Beden ve bedene yapılan müdahaleler tarih boyunca kimlik ve toplumsal aidiyet için büyük önem arz etse de özellikle son yirmi yıldaki tıbbi gelişmeler ve bunların toplumsal ve kültürel dinamiklerle etkileşimi yeni bir beden ve bedensellik anlayışının oluşmasına yol açtı. Genetik şifreleri "çözülen" bedenler ve hayatlar, daha doğmadan önce hayati sorunları saptanıp anne karnındayken ameliyat edilen bebekler, yaygınlaşan ve kolaylaşan cinsiyet değiştirme operasyonları, deri rengi açma teknikleri, hızla daha büyük çaplı hale gelen ve ardında pek de iz bırakmayan estetik ameliyatlar ve diğer estetik müdahalelerle tıp dünyası insanlara adeta "Kendi bedenini kendin yarat, bu senin elinde!" mesajını verdi. Bu doğaya direnme imkânı tanıyan, özgürleştirici bir çağrı olduğu kadar insanları bedensel anlamda zorlayan ve toplumsal konumlarına göre belli estetik kalıplara sokan, sınırlayan bir anlam da üretti. Bugün diyetisyenleri, hapları, spor salonları ve kamplarıyla giderek devleşen zayıflama endüstrisi için birçok ülkenin orta ve üst sosyoekonomik kesimlerinden çok sayıda kadın ve erkek para ve zamanlarının önemli bir kısmını feda ediyor. Görsel medya yoluyla yaratılan ve yaygınlaştırılan estetik standartlara uygun, zayıf ve "fit" bir bedene sahip olmak; sağlıklı, güzel ve çekici olmak, kendine bakmak, yaşlanmanın biyolojik sonuçlarına karşı koymak anlamlarına geliyor ve evrensel bir norm haline geliyor (Shiling, 2003). Böyle bir bedene sahip olan birey, bedenini bir gurur vesilesi olarak istediği gibi teşhir ederken –ve kimi zaman da bu mucizevi zayıflığının sırlarını paylaşırken– zayıflamaya çalışırken hayatını kaybedenler "rahatsız edici, istisnai olaylar" olarak değerlendirilip hızla gözardı ediliyor ve unutuluyor.
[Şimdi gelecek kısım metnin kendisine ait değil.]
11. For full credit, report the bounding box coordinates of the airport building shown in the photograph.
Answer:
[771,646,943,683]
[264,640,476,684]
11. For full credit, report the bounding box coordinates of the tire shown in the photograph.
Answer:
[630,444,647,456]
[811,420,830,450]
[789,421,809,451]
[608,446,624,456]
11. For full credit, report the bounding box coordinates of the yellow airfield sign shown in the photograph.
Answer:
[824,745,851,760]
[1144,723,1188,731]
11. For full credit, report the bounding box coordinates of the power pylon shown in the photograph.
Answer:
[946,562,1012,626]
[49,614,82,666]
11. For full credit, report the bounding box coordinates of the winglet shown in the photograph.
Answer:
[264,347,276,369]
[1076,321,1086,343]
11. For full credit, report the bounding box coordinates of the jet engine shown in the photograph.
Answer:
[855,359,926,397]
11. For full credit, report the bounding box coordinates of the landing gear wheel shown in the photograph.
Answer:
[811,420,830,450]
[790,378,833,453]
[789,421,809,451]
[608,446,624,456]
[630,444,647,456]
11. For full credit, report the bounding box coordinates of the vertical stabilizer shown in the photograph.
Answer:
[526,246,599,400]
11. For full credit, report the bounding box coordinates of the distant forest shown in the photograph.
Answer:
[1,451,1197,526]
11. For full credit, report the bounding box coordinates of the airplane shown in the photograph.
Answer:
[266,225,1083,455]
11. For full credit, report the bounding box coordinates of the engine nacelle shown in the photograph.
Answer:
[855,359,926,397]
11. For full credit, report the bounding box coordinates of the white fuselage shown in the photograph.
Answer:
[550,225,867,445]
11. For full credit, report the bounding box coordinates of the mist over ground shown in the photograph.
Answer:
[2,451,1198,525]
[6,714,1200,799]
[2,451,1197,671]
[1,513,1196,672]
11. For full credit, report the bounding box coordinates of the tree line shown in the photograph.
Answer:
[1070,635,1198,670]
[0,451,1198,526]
Tıptaki yeni gelişmeler aynı zamanda bedene dair yaptığımız doğal-tıbbi-teknik ve ben-öteki ayrımlarını da yeniden şekillendirmemizi sağlıyor. Artık birçok insan bedenlerinde ömür boyu takmaya mecbur oldukları kalp pilleri, doğru kaynaması imkânsız kemik kırıklarının yerine takılan platinler ve kendi biyolojik fonksiyonları bozulan kalp, karaciğer, böbrek gibi hayati organlarının yerine yerleştirilmiş başka kişilerin organlarıyla hayatlarını sürdürüyor. Tıp etiği organ nakli konusunda ideal olarak sadece hastanın yakınlarının gönüllü olarak organlarını bağışlamasını veya organların ölmüş kişilerden alınmasını öngörürken, küreselleşme ve neoliberalleşme tüm hukuksal yaptırımlara rağmen durdurulamayan uluslararası düzeyde iş gören büyük organ mafyaları yaratıyor; organlarını zengin uluslara satan yoksul halklar gibi sonuçlar doğuruyor. Dolayısıyla, küresel eşitsizlikler yeni bedenlere de hayati bir biçimde yansıyor, yaşam ve sağlık hakkının evrenselliği giderek kâğıt üzerinde kalmaya mahkûm bir ideal haline geliyor (Sanal 2004; Scheper-Hughes 2004).
Dünya Sağlık Örgütü 1948'de sağlık hakkını en temel insan haklarından biri olarak tanımlayarak, devletlerin vatandaşlarının bu hakkını korumakla yükümlü olduğunun altını çizdi. Ancak küreselleşme ve neoliberalleşmeyle birlikte, bu genel görüş yerini sağlıklı olmayı bireylerin kendi sorumluluğu olarak gören bir anlayışa bıraktı (Farmer 2003; Mann ve diğ. 1999). Neoliberalleşmenin 1980' lerde Türkiye'de hız kazanmasıyla devletin de sağlık alanındaki rolü giderek azaldı ve devlet salt denetleyici konumuna çekildi. 1990' larda sayıları hızla artan özel hastaneler ve özel üniversitelerin tıp fakülteleri, devletin sağlık alanındaki uygulama ve yaptırımlarından kısmen bağımsız kalabildi. Ayrıca devlet, özel tıp kurumlarının yanı sıra özel sigorta ve ilaç şirketleriyle de yakın ilişkiye girdiği için bu özel kurumlar devletin halk sağlığı politikalarını da önemli şekillerde etkilediler.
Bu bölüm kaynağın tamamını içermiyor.